I have a c++ program running on a Windows 7 machine with 12GB memory. The compiler and linker is Visual Studio 2013 Express.
the program uses a library OGDF. I compiled the library source codes into a static library with Release X64 configuration and referenced the library in my project.
when I run the problem (Debug x64 configuration) , a exception are thrown from the code in the OGDF library indicating that no enough memory available;
E *p = static_cast<E *>( realloc(m_pStart, sNew*sizeof(E)) );
if(p == 0) OGDF_THROW(InsufficientMemoryException);
I paused the program and opened the debug window and checked the value of sNew = 9M and sizeof(E) = 8, so it was allocating 72M memory and failed.

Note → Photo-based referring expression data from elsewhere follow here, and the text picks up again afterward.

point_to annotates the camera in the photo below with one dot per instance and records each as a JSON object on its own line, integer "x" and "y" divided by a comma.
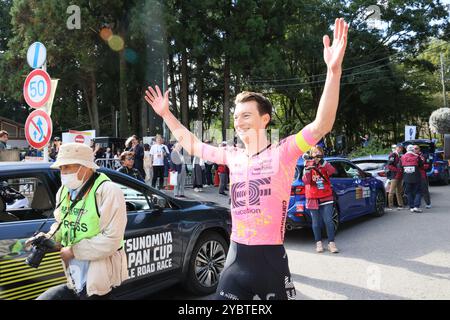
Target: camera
{"x": 40, "y": 246}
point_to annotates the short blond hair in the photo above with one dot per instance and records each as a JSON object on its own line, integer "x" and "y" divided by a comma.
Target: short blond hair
{"x": 316, "y": 149}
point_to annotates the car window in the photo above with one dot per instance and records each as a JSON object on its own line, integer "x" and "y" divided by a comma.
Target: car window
{"x": 371, "y": 165}
{"x": 25, "y": 198}
{"x": 134, "y": 199}
{"x": 340, "y": 172}
{"x": 351, "y": 170}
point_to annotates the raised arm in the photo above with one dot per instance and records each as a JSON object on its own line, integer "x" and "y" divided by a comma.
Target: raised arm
{"x": 187, "y": 139}
{"x": 333, "y": 56}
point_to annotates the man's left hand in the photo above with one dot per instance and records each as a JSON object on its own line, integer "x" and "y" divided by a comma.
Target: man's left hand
{"x": 66, "y": 254}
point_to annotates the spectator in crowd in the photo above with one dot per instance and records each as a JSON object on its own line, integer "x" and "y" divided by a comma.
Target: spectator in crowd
{"x": 411, "y": 164}
{"x": 116, "y": 164}
{"x": 395, "y": 175}
{"x": 3, "y": 139}
{"x": 138, "y": 151}
{"x": 99, "y": 152}
{"x": 108, "y": 153}
{"x": 158, "y": 151}
{"x": 197, "y": 174}
{"x": 148, "y": 166}
{"x": 55, "y": 148}
{"x": 424, "y": 178}
{"x": 166, "y": 160}
{"x": 319, "y": 197}
{"x": 127, "y": 161}
{"x": 178, "y": 165}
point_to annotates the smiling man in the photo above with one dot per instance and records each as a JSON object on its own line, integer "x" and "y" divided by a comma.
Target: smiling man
{"x": 261, "y": 176}
{"x": 90, "y": 225}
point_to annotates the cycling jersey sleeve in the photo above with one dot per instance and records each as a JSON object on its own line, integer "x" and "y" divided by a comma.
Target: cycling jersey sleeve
{"x": 297, "y": 144}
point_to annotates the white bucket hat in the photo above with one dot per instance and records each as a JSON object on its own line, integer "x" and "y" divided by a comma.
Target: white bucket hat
{"x": 75, "y": 153}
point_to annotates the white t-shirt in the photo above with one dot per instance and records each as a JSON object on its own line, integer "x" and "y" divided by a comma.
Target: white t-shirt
{"x": 157, "y": 151}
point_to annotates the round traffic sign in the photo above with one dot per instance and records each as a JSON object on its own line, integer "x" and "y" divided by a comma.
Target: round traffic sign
{"x": 37, "y": 87}
{"x": 79, "y": 138}
{"x": 38, "y": 129}
{"x": 36, "y": 55}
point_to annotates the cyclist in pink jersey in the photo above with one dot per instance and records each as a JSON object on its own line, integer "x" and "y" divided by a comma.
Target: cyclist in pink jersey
{"x": 261, "y": 175}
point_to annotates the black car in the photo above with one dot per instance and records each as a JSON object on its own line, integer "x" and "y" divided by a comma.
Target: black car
{"x": 167, "y": 240}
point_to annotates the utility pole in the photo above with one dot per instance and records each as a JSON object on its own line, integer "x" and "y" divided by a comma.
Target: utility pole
{"x": 443, "y": 79}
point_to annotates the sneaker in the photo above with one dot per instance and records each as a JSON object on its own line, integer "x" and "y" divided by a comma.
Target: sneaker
{"x": 332, "y": 247}
{"x": 319, "y": 247}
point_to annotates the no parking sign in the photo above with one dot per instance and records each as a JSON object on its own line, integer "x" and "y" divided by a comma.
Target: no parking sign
{"x": 38, "y": 129}
{"x": 37, "y": 88}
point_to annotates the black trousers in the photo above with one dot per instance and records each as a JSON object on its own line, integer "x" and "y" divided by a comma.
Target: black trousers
{"x": 158, "y": 172}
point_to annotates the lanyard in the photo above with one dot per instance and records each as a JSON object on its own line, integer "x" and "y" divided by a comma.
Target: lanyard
{"x": 80, "y": 212}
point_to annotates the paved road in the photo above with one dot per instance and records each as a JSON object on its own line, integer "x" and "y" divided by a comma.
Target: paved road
{"x": 398, "y": 256}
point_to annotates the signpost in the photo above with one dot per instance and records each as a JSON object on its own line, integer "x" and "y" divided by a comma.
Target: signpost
{"x": 36, "y": 55}
{"x": 38, "y": 129}
{"x": 37, "y": 88}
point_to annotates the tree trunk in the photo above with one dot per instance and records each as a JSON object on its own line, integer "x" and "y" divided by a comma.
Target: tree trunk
{"x": 90, "y": 92}
{"x": 184, "y": 103}
{"x": 226, "y": 93}
{"x": 94, "y": 104}
{"x": 173, "y": 86}
{"x": 199, "y": 82}
{"x": 123, "y": 127}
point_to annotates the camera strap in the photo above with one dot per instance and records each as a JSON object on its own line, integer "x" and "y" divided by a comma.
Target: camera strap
{"x": 84, "y": 190}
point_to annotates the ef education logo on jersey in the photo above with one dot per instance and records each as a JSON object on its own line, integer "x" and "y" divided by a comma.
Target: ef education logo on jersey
{"x": 256, "y": 189}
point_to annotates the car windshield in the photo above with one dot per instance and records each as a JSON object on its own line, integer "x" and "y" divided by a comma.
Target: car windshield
{"x": 371, "y": 165}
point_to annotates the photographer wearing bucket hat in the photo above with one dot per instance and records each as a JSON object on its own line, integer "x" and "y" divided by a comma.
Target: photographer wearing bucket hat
{"x": 90, "y": 225}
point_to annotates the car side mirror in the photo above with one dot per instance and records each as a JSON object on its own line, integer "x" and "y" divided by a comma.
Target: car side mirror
{"x": 130, "y": 206}
{"x": 159, "y": 202}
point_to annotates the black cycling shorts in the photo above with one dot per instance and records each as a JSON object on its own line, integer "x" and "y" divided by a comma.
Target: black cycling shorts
{"x": 255, "y": 273}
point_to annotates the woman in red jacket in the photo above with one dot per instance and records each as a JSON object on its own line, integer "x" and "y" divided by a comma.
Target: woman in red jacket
{"x": 319, "y": 197}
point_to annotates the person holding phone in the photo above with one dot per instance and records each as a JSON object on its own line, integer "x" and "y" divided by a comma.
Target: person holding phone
{"x": 319, "y": 197}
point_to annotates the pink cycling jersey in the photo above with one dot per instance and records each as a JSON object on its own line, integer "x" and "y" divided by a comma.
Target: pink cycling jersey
{"x": 261, "y": 187}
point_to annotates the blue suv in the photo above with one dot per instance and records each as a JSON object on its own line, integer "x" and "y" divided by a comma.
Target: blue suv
{"x": 439, "y": 169}
{"x": 356, "y": 193}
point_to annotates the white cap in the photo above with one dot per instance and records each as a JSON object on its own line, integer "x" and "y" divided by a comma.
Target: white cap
{"x": 75, "y": 153}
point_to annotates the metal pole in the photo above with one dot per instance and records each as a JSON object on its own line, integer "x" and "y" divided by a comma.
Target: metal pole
{"x": 44, "y": 67}
{"x": 165, "y": 135}
{"x": 117, "y": 124}
{"x": 443, "y": 80}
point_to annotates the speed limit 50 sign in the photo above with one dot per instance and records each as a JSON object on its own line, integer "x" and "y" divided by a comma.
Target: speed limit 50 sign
{"x": 37, "y": 88}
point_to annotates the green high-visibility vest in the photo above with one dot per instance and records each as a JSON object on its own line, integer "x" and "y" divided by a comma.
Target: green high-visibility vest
{"x": 83, "y": 220}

At the debug time I opened windows task manager, it shows that my program's memory usage (working set size and commited size) is less than 2MB
So I am very confused why the REALLOC will fail since there are enough memory available (>4GB)? even if there are lots of fragments in my heap, the committed size is less than 2MB so there should be enough memory.
For test propose I inserted the following code before my call to the library function:
void* ddd = malloc(1200000000);
char* b = (char*)ddd;
char ttt = 3;
int g = 0;
for (g = 0; g < 1200000000;++g)
{
*(b + g) = ttt;
}
ddd=realloc(ddd, 2400000000);
b = (char*)ddd;
for (g = 0; g < 2400000000; ++g)
{
*(b + g) = ttt;
}
the code above runs OK (Debug x64 configuration) and the task manager shows my memory usage (working set and committed size) is about 2.3GB before I called free() . So in my program I can allocate more than 2GB memory on my heap, why does the 72MB alloc in the library code fail ?
EDIT:
I found the problem.
The debugger showed me WRONG local variable data when I am using release-configuration compiled library file. The actual cause is the library is calling realloc(ptr,0).